In 1951, he was named all-Southwest Conference and led the league in scoring with 62 points. He led the team in total offense (714 yards), scoring, receiving (8 catches for 170 yards and 3 TDs), rushing (74 carries for 671 yards and 6 TDs) and all purpose yards (939, including rushing, passing and 98 yards in kick returns) despite missing the game against Oklahoma to attend his father's funeral. He also went 3-7 on passing for 43 yards with one interception and went 8 for 14 on extra points. Against the North Carolina Tarheels, he and Richard Ochoa became the first pair to rush for 100 yards in a single game in school history. In that same game he set the school record for highest average gain per play in a single game with 14.4 yards per play. The Longhorns went 7-3, finished 3rd in the Southwest Conference and were ranked all season but fell out of the rankings - and a chance at an Orange Bowl invite - in the last poll after falling to Texas A&M by a missed FG, despite Dawson putting up a career-high 158 yards rushing. It was the 3rd of his five 100 yard rushing games.

He was again named an all-Southwest Conference running back in 1952. That year he competed in all 10 games and again led the team in All-purpose with 1,111 yards, a school record at the time. He had 649 yards on 131 carries with 6 TDs; 167 receiving yards on 11 receptions; went 5-9 on passes for 104 yards; had 211 yards on 10 kick off returns and had 84 yards on 7 punt returns. He also went 26 for 30 on extra points and 3-3 on field goals, had 3 punts for 93 yards and got a fumble recovery. Against Texas A&M he, Billy Quinn and James "T" Jones teamed up for the first game in school history where the Longhorns had three 100-yard rushers (a feat only accomplished one other time). That season he led the Longhorns in all-purpose yards with a total of 1,160 yards. He helped the team win the Southwest Conference Championship again and to avenge themselves against Tennessee in the 1953 Cotton Bowl Classic in which he scored the team's first touchdown.

He is the only Texas player ever to lead the Longhorns in five different offensive categories in the same season. When he graduated he had the 2nd most career rushing yards (1,724) in school history behind his teammate Byron Townsend.

The summer after the season was over, he played in the College All-Star game against the World Champion Detroit Lions and was named the Most Valuable Player. For his performance he also won the Merle Keagle Memorial Award - an Arizona Athlete of the Month Award - for August 1953.

He was named to the Texas Longhorn Hall of Honor in 1984.

==Pro Career==
Dawson was drafted by the Green Bay Packers in the fourth round of the 1953 NFL draft and played for them as both a return specialist and running back.
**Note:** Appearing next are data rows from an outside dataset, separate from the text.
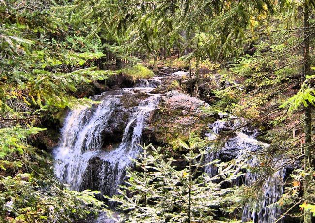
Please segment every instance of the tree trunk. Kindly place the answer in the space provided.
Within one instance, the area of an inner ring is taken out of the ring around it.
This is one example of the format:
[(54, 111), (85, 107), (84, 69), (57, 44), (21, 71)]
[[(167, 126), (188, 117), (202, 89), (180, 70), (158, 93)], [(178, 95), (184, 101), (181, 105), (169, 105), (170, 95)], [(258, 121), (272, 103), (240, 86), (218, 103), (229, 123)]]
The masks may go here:
[[(305, 80), (307, 75), (311, 73), (311, 66), (310, 64), (310, 33), (309, 29), (309, 10), (310, 4), (309, 0), (304, 0), (304, 72), (303, 80)], [(308, 103), (304, 111), (305, 114), (305, 146), (304, 150), (304, 170), (305, 176), (304, 179), (304, 200), (307, 202), (310, 200), (310, 184), (311, 183), (311, 175), (308, 174), (311, 171), (311, 148), (312, 144), (312, 106)], [(304, 223), (311, 223), (312, 216), (310, 210), (304, 209)]]

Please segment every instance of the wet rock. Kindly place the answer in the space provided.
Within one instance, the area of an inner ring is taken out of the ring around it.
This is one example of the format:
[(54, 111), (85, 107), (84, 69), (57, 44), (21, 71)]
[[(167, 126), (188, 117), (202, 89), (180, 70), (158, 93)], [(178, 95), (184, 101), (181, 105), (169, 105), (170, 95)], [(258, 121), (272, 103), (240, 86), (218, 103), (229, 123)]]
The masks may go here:
[(204, 135), (208, 124), (215, 119), (203, 112), (208, 106), (206, 103), (187, 95), (175, 91), (167, 92), (152, 115), (149, 128), (160, 143), (187, 138), (189, 129)]

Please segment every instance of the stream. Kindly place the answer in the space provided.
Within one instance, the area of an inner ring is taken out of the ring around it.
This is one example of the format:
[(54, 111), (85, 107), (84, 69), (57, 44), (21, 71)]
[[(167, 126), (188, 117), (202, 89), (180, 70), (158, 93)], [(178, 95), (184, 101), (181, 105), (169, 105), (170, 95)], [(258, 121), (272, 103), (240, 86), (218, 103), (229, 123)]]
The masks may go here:
[[(55, 174), (60, 180), (69, 185), (71, 190), (97, 190), (110, 197), (115, 194), (118, 186), (124, 183), (125, 170), (131, 165), (131, 159), (136, 158), (141, 152), (139, 144), (142, 143), (142, 132), (161, 100), (161, 95), (149, 92), (161, 83), (161, 78), (141, 79), (134, 88), (104, 92), (92, 97), (97, 103), (70, 111), (53, 152), (56, 160)], [(229, 124), (223, 120), (211, 124), (212, 130), (208, 137), (215, 139)], [(213, 152), (209, 149), (206, 159), (210, 162), (222, 157), (245, 158), (248, 153), (268, 146), (254, 138), (254, 134), (240, 130), (227, 141), (220, 151)], [(257, 160), (252, 156), (248, 162), (250, 166), (253, 166)], [(210, 175), (215, 175), (217, 171), (213, 166), (205, 170)], [(280, 210), (271, 205), (283, 192), (282, 186), (279, 185), (283, 183), (285, 175), (285, 170), (280, 168), (268, 179), (262, 189), (264, 198), (244, 207), (243, 222), (252, 220), (271, 223), (280, 216)], [(250, 185), (258, 177), (257, 174), (247, 172), (240, 183), (236, 183)], [(114, 204), (109, 205), (115, 207)], [(260, 211), (252, 210), (257, 207)], [(89, 222), (111, 222), (101, 215), (98, 220)]]

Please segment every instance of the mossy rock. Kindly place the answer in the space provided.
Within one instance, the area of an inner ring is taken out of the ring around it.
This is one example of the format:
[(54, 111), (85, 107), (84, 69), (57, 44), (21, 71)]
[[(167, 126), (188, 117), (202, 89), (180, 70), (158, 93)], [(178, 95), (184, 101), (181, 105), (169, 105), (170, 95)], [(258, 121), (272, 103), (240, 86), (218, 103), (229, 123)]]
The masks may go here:
[(204, 136), (209, 124), (216, 120), (214, 115), (204, 112), (205, 106), (209, 105), (184, 94), (174, 91), (166, 94), (151, 120), (150, 127), (156, 140), (176, 149), (174, 142), (188, 139), (189, 129)]

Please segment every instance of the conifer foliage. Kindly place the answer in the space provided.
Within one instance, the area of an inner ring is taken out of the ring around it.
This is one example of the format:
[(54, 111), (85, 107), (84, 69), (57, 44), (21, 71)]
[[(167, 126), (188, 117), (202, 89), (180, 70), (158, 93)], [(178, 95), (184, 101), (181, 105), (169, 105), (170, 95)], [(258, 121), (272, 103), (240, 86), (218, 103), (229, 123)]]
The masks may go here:
[[(223, 185), (242, 175), (241, 161), (216, 160), (205, 165), (203, 157), (207, 152), (198, 146), (201, 141), (196, 139), (182, 143), (187, 149), (187, 165), (180, 170), (173, 158), (165, 159), (161, 148), (151, 144), (143, 147), (139, 160), (134, 160), (136, 166), (127, 169), (126, 185), (113, 198), (118, 203), (118, 210), (126, 214), (121, 215), (120, 221), (216, 222), (219, 211), (235, 219), (231, 214), (237, 209), (242, 188), (226, 188)], [(218, 174), (210, 176), (202, 172), (207, 165), (217, 166)]]

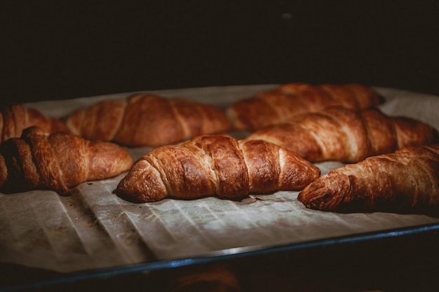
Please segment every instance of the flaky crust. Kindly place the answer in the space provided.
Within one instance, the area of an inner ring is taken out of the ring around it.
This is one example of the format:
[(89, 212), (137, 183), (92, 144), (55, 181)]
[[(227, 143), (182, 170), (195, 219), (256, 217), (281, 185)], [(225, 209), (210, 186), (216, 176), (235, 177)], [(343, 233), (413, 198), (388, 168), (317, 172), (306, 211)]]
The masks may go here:
[(276, 144), (313, 162), (358, 162), (403, 147), (439, 143), (438, 131), (420, 120), (389, 116), (376, 108), (342, 106), (297, 115), (288, 123), (257, 130), (248, 139)]
[(328, 106), (363, 109), (383, 102), (384, 98), (376, 91), (360, 84), (293, 83), (238, 101), (227, 113), (235, 129), (253, 132), (283, 123), (298, 113), (320, 111)]
[(37, 126), (46, 133), (69, 132), (65, 124), (55, 118), (48, 118), (35, 109), (20, 104), (0, 105), (0, 143), (12, 137), (19, 137), (23, 130)]
[(92, 141), (37, 127), (0, 145), (0, 191), (52, 190), (71, 194), (82, 182), (107, 179), (133, 165), (128, 152), (111, 142)]
[(209, 195), (234, 199), (251, 193), (300, 190), (319, 174), (297, 154), (269, 143), (202, 135), (140, 158), (117, 190), (140, 202)]
[(306, 207), (439, 216), (439, 145), (407, 147), (331, 170), (299, 193)]
[(80, 109), (67, 117), (66, 123), (86, 139), (152, 147), (230, 128), (225, 112), (214, 106), (147, 94)]

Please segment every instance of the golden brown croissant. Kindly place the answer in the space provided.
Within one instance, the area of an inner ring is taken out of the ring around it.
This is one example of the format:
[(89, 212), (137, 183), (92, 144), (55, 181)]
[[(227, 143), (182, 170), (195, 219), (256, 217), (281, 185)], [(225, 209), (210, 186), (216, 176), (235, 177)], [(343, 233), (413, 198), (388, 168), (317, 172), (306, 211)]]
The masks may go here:
[(420, 120), (391, 117), (376, 108), (357, 111), (332, 106), (266, 127), (248, 139), (278, 144), (313, 162), (357, 162), (403, 147), (439, 142), (439, 134)]
[(407, 147), (331, 170), (299, 193), (306, 207), (439, 215), (439, 144)]
[(316, 166), (276, 145), (203, 135), (140, 158), (117, 190), (140, 202), (215, 195), (233, 199), (250, 193), (299, 190), (319, 174)]
[(0, 191), (43, 189), (69, 195), (70, 188), (116, 176), (133, 162), (117, 144), (62, 132), (48, 135), (34, 126), (23, 130), (20, 138), (0, 145)]
[(74, 134), (130, 146), (158, 146), (226, 132), (230, 122), (215, 106), (182, 99), (137, 94), (80, 109), (67, 118)]
[(294, 83), (238, 101), (227, 112), (235, 129), (252, 132), (282, 123), (298, 113), (320, 111), (330, 106), (363, 109), (383, 102), (377, 92), (360, 84)]
[(38, 126), (47, 133), (69, 132), (61, 120), (48, 118), (35, 109), (20, 104), (0, 106), (0, 143), (12, 137), (19, 137), (22, 131), (31, 126)]

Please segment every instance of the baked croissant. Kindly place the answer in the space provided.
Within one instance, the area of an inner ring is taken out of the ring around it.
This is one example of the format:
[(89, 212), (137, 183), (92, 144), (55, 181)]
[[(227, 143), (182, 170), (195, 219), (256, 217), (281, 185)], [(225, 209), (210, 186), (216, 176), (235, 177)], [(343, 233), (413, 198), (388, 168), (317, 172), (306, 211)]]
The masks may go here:
[(274, 144), (203, 135), (142, 156), (117, 191), (139, 202), (209, 195), (234, 199), (250, 193), (300, 190), (319, 175), (316, 166)]
[(273, 143), (313, 162), (358, 162), (403, 147), (439, 142), (439, 134), (420, 120), (391, 117), (376, 108), (333, 106), (297, 115), (288, 123), (266, 127), (248, 139)]
[(439, 144), (407, 147), (331, 170), (299, 193), (306, 207), (439, 215)]
[(371, 88), (357, 83), (311, 85), (294, 83), (238, 101), (227, 113), (235, 129), (253, 132), (284, 123), (301, 113), (320, 111), (331, 106), (368, 109), (384, 100)]
[(61, 120), (48, 118), (35, 109), (20, 104), (0, 106), (0, 143), (9, 138), (19, 137), (23, 130), (31, 126), (38, 126), (47, 133), (69, 132)]
[(86, 139), (152, 147), (230, 128), (225, 112), (214, 106), (147, 94), (80, 109), (66, 123), (72, 132)]
[(70, 195), (72, 187), (116, 176), (133, 162), (117, 144), (62, 132), (48, 135), (34, 126), (0, 144), (0, 192), (43, 189)]

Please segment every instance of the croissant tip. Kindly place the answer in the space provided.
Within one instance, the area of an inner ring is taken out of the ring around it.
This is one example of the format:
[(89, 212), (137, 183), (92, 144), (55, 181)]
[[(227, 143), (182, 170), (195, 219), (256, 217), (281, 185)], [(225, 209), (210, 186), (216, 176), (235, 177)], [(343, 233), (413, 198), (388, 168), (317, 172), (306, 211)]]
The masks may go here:
[(318, 179), (299, 193), (297, 200), (306, 207), (322, 211), (334, 211), (343, 200), (343, 192), (337, 192)]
Over 7 games (of a 12 game season), he had just 18 yards rushing on 5 attempts with 1 fumble, but as a returner he had 7 punt returns for 72 yards, including a 60 yard return for a touchdown, one of only 4 PR TDs in the NFL that season. He also had 4 KR for 102 yards.
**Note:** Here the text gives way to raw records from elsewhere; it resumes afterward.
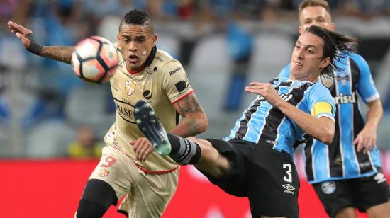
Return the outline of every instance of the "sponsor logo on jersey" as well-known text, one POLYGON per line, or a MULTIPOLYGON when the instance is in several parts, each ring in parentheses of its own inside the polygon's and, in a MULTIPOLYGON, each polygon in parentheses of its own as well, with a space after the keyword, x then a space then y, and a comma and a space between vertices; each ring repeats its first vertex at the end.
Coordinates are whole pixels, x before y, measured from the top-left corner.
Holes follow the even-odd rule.
POLYGON ((345 73, 341 73, 336 76, 336 80, 342 86, 348 85, 350 84, 350 76, 345 73))
POLYGON ((174 86, 176 86, 176 89, 177 89, 178 92, 182 92, 188 87, 188 83, 185 80, 182 80, 181 81, 174 84, 174 86))
POLYGON ((125 66, 125 61, 120 61, 118 64, 119 65, 119 67, 123 67, 123 66, 125 66))
POLYGON ((330 195, 336 190, 336 183, 334 181, 326 181, 321 183, 323 192, 330 195))
POLYGON ((118 87, 118 79, 113 78, 112 84, 113 87, 118 87))
POLYGON ((177 72, 181 71, 182 69, 183 69, 182 67, 178 67, 177 68, 176 68, 175 69, 172 70, 172 71, 169 71, 169 75, 170 75, 170 76, 172 76, 173 74, 176 74, 177 72))
POLYGON ((143 92, 143 97, 145 98, 145 99, 147 100, 152 98, 152 92, 150 91, 150 90, 145 90, 143 92))
POLYGON ((336 105, 355 103, 356 102, 355 99, 355 91, 352 91, 352 95, 344 95, 343 93, 340 93, 339 96, 333 97, 333 101, 336 105))
POLYGON ((377 183, 378 184, 386 182, 386 178, 384 177, 384 175, 381 173, 377 173, 377 175, 374 176, 374 179, 377 180, 377 183))
POLYGON ((133 81, 126 81, 125 84, 125 91, 128 96, 131 96, 135 91, 136 84, 133 81))
POLYGON ((116 112, 123 120, 128 122, 135 123, 134 120, 134 106, 128 103, 113 98, 113 103, 116 107, 116 112))
POLYGON ((295 190, 295 188, 294 188, 291 184, 284 184, 282 186, 286 189, 283 190, 284 193, 294 195, 294 192, 292 190, 295 190))
POLYGON ((107 169, 106 168, 102 168, 102 169, 100 169, 100 171, 99 171, 98 172, 98 175, 100 177, 106 177, 107 176, 108 174, 110 174, 110 171, 108 171, 107 169))
POLYGON ((155 59, 157 59, 157 61, 160 62, 164 62, 160 56, 157 56, 157 55, 155 56, 155 59))
POLYGON ((150 69, 150 67, 147 67, 146 69, 146 73, 149 75, 152 75, 153 74, 153 73, 155 73, 155 71, 152 70, 152 69, 150 69))
POLYGON ((332 86, 333 86, 334 79, 333 76, 332 76, 331 75, 321 74, 320 75, 320 81, 321 81, 323 85, 324 85, 324 86, 328 88, 332 88, 332 86))

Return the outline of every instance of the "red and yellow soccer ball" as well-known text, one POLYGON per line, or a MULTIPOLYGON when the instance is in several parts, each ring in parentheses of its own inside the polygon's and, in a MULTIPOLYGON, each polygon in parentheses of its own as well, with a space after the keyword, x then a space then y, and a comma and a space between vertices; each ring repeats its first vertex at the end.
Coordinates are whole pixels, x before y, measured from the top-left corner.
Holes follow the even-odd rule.
POLYGON ((107 39, 91 36, 76 45, 72 54, 72 66, 76 76, 93 83, 105 83, 118 67, 116 48, 107 39))

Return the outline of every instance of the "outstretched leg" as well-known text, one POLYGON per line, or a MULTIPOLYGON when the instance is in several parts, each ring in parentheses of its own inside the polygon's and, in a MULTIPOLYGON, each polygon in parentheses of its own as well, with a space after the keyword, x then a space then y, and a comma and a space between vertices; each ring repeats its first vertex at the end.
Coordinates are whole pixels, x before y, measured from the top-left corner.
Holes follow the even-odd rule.
POLYGON ((183 138, 167 133, 152 106, 140 100, 134 106, 137 125, 161 155, 169 155, 181 165, 194 164, 198 169, 218 178, 229 172, 228 159, 207 140, 183 138))

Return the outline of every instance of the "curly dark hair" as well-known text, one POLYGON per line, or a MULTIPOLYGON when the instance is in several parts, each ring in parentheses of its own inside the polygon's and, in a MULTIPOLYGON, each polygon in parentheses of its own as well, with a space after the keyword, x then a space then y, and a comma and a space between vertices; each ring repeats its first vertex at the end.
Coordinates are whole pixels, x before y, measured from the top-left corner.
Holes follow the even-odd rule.
POLYGON ((152 33, 154 32, 152 18, 147 11, 144 10, 133 9, 125 15, 125 17, 121 21, 119 25, 119 31, 123 24, 145 25, 150 28, 152 33))
POLYGON ((333 70, 341 70, 336 65, 336 62, 345 64, 345 58, 356 49, 358 41, 355 38, 330 31, 316 25, 307 28, 306 31, 323 40, 323 59, 330 58, 330 64, 323 69, 321 74, 328 74, 331 76, 333 75, 333 70))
Following the season, he returned to Texas for a game between current players and alumni.

After a season with the Packers, Dawson's career was ended early when he was drafted into the Army. He then re-entered the University of Texas to take R.O.T.C. training and left the Army in 1955 as a 1st Lieutenant.

==Later life==
After being discharged from the Army, Dawson went into business working as a general manager at United Liquor Company and later at Circle K Corporation eventually becoming an executive with the Circle K Corporation in Tucson and Phoenix, AZ. He had three children.

Dawson died on July 30, 2005 at his home in Phoenix.